影之は、刀身を戻し受ける。受けてはいけない距離で、受けた。骨に響く。病んだ身体が軋む。影之の呼吸が、乱れる。
暗丞は、その一瞬を逃さない。重心を落とし、刃を沈める。
影之は笑った。最後に、足を出す。踏み込みの力で、暗丞の刃を押し下げ、自らの刃を──通す。同時だ。しかし、体が貫かれたのは影之の方であった。
「すまぬ、皆のもの……」
影之は、倒れた。
暗丞に傷はなかった。勝ちはしたが、とても勝ったとは思うことができなかった。
次元の違う闘いを見せられ、静麻は動けなかった。圧倒されるとは、こういうことか。自分は、まだ遠いと思わずにはいられなかった。
里は燃え、やがて静まっていった。
刃の音は消え、悲鳴も途切れる。襲撃は終わっていた。
生きている気配は、消えた──そう判断された。
だが、焼け跡の端に闇任が二人倒れていた。そのうち一人は風割である。里の若者の予想外の抵抗に合い、殺されていた。
別式の一人も、戻らない。影之に斬られた青猿だ。
天羽も、血を流した。
静麻は、しばらく動けずにいた。燃え残る柱を見つめ、そこに何があったのかを、まだ受け止め切れていない。
「しっかりされよ、若」
暗丞の声で、ようやく我に返る。静麻は小さく頷いた。切り替えは早くなければ、迷い、次が崩れるのだ。
静麻が合図を送る。全員を集め、儀の場へ向かった。
遅かった。
理周が里に入ったとき、すべては終わりに向かっていた。北朝神衛衆が里を後にする少し前のことだった。
煙だけが漂い、熱は地に沈んでいる。
理周は、死を数えない。数えても、意味はない。だが、女子どもの無抵抗で無惨な死は、見るに堪えないものであった。

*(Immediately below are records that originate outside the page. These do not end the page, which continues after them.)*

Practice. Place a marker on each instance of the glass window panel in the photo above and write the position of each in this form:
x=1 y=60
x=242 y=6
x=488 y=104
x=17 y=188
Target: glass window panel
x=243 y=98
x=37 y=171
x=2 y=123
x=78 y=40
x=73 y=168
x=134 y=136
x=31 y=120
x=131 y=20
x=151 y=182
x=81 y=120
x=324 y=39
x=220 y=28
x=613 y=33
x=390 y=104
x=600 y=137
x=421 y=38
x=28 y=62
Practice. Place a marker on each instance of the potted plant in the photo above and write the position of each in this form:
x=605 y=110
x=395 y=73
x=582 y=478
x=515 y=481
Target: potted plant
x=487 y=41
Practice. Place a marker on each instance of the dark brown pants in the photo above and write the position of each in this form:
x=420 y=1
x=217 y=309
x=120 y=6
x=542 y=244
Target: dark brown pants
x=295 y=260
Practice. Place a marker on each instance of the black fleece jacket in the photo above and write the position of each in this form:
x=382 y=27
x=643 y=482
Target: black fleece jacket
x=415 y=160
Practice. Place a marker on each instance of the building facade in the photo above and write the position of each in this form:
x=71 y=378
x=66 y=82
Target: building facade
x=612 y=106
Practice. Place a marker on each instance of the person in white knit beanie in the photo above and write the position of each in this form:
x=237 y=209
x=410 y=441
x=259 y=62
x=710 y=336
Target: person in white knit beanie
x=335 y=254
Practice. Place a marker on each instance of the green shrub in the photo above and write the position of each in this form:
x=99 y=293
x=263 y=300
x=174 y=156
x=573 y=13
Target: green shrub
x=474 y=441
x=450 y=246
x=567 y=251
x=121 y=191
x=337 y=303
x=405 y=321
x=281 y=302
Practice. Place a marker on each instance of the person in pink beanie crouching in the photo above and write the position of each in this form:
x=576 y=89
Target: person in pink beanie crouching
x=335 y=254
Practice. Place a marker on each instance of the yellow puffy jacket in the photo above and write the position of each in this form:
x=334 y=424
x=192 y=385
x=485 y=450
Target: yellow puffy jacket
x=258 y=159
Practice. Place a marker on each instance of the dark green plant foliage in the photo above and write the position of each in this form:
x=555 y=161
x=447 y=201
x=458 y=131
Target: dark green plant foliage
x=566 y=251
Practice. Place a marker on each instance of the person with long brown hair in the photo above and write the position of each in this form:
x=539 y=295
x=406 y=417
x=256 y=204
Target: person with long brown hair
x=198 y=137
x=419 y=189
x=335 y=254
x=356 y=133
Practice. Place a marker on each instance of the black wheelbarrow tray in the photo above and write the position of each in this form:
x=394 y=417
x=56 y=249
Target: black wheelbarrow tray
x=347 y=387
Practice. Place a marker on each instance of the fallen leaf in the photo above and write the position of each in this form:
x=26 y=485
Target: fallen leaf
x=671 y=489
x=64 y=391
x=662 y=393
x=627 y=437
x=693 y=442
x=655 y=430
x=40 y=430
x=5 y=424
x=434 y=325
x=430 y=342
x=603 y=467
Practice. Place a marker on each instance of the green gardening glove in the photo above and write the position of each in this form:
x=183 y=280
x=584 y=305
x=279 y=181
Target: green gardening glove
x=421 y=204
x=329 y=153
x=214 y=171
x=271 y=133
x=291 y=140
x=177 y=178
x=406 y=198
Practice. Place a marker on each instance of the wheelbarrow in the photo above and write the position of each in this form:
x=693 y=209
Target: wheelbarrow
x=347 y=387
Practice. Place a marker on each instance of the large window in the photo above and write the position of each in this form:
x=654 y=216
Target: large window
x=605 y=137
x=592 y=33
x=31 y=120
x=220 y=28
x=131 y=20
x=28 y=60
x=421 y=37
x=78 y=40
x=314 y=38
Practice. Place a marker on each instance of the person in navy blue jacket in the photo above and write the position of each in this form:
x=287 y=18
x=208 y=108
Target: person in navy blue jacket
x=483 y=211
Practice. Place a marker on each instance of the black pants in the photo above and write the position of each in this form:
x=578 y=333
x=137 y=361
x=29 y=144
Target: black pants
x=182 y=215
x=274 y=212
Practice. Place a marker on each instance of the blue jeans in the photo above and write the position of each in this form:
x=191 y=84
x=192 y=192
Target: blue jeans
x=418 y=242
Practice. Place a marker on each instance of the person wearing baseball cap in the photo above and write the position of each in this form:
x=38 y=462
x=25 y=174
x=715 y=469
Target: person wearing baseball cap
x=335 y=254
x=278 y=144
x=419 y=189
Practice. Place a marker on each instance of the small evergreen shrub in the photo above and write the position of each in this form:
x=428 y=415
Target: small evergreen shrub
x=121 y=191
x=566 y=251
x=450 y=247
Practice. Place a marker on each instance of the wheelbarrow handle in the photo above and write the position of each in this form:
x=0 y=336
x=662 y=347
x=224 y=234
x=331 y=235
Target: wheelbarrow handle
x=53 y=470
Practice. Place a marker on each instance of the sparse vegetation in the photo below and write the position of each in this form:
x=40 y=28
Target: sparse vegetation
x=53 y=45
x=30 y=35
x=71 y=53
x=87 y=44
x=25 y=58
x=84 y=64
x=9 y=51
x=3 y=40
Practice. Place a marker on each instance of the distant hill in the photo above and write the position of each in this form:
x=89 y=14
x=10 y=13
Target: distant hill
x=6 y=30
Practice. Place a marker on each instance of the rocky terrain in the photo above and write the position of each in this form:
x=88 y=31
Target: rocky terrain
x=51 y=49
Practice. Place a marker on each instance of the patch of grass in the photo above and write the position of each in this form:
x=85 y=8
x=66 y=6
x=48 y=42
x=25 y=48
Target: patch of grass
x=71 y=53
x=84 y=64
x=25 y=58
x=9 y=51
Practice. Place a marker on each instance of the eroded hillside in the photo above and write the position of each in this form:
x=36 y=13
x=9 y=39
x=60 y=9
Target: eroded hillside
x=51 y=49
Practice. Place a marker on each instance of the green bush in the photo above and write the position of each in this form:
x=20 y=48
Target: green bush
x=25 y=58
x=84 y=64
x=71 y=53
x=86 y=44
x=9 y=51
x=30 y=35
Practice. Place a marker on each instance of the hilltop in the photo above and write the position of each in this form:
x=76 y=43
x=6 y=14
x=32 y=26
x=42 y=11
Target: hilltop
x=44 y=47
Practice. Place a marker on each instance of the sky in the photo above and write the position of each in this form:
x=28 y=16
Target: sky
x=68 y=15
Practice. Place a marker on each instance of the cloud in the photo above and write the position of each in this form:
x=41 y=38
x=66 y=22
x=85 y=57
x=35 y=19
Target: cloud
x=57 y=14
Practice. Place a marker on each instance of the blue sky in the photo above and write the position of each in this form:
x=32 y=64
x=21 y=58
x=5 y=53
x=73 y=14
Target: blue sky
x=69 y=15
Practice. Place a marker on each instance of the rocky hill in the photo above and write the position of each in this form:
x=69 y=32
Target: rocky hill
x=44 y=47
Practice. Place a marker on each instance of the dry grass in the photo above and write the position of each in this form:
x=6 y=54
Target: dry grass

そのとき、胸を打つものがあった。耳に届く声ではない。生きている者の魂が、必死に縋る気配だ。
顔を向けると、納屋がある。
荒くれた者たちが、里を割って歩いている。焼け残りを探し、生き残りを狩るためだ。
影が走った。炎が道を作る。次の瞬間、納屋は業火に包まれた。だが誰も、そこ人がいることに気づかない。
理周は、炎の中へ踏み込んだ。納屋の奥に、幼子を庇う郎党が二人。その傍らに、見たことがある若い女がいた。
「棟梁殿の奥方ですな」
女は、黙って頷く。腕の中の幼子は、影刻の子だ。
「火が回っております。私より、この子と、この者どもを……」
「案じなさるな。これは、目を欺くものよ」
理周は、幼子を抱き上げた。既に三つの口は開いている。炎に紛れ、里を抜ける。
外れまで来ると、理周は奥方と郎党に幼子を託した。
「このまま下がれ。決して振り返るな」
三人は、深く頭を下げ、その場を去った。
理周は、一人残る。
そして、襲撃者たちの去った方角へ走り出した。